David A Dein3 April 2009
Warning: Spoilers
It's not fair. It's shocking, and If you have a Netflix account it is essential that you sit down and spend an hour and half watching the documentary DEAR ZACHERY: A LETTER TO A SON ABOUT HIS FATHER. I mention Netflix because it is part of their watch instantly section and I can say without a shadow of a doubt: you need to see this film.

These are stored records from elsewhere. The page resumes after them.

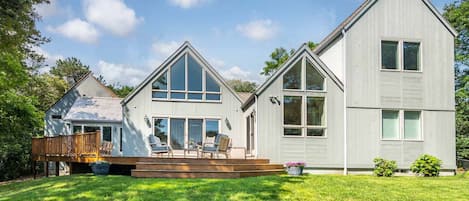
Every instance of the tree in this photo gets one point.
(280, 56)
(19, 117)
(121, 90)
(457, 14)
(71, 69)
(242, 86)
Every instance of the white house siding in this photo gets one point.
(369, 89)
(89, 86)
(333, 57)
(316, 152)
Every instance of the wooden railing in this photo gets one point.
(76, 145)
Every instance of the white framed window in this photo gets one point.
(401, 125)
(186, 80)
(180, 132)
(401, 55)
(311, 123)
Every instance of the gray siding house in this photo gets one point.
(380, 85)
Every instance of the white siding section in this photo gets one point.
(333, 57)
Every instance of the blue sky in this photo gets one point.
(124, 40)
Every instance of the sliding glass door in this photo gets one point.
(177, 133)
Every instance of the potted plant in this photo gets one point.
(295, 168)
(100, 167)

Directed by Kurt Kuenne, it's a story about him on a quest to make a movie for Zachery Turner whose father, David Bagby, was brutally murdered by his Mother. When the Canadian courts let her go on bail it turns into a story of his Grandparents fighting to stay in Zachary's life. These Grandparents never give up. But mostly the story is about the people we leave behind and the legacy that we leave in their hearts. If you think your life is useless, if you think you haven't made an impact on the people around you, then think again. This movie pulls you in at the beginning and doesn't let go.

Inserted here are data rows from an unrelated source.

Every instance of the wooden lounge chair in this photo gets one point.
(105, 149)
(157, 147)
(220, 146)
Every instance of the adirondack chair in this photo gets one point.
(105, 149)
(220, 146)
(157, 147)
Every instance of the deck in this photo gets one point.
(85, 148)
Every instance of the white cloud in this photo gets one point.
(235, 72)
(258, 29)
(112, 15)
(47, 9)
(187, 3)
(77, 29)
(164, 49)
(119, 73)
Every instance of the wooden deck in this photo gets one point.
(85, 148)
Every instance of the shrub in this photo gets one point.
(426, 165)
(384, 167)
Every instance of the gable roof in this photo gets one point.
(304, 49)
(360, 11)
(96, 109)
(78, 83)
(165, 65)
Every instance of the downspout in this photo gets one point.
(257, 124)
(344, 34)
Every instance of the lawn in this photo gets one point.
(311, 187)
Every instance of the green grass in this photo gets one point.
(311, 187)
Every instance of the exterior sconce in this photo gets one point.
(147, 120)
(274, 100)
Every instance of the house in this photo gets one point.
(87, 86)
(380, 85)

To tell you anymore about this story is to ruin the emotional impact of a film that will leave you in tears, and thanking God for the people around you. In 90 minutes I laughed, cried, was made numb, angry, philosophical and by the end I rejoiced in the beauty of the human spirit. I saw through some very dark turns that love can conquer all. But more importantly I learned the giving up is never an option and that it's our duty to help those in need.

The film begins with some cheesy computer graphic logo, and the moniker MSNBC Films presents and maybe that's what caught me off guard. I almost turned it off right then and there. But by the time it's over the cheesy little touches made the film feel like it was made by real people and not slick Hollywood documentary film makers. It feels like one of those photo montages at a funeral, or a wedding. It a small snapshot into the lives of of people ravished by tragedy and it ends on a bittersweet note that for once shows the power of real life.

DEAR ZACHERY is one of the most powerful and moving documentaries I've ever seen. It's an emotional film that will leave you angry and yet hopeful. It tells a story that can't be made up, it rejoices in the best of people, during the darkest periods of their lives. I've seen thousands of films in my life and DEAR ZACHERY is a rewarding film, that does what all great films do. It makes you rejoice in the human spirit and demands that if we see something wrong we fix it. Please see this film, I promise you won't regret it.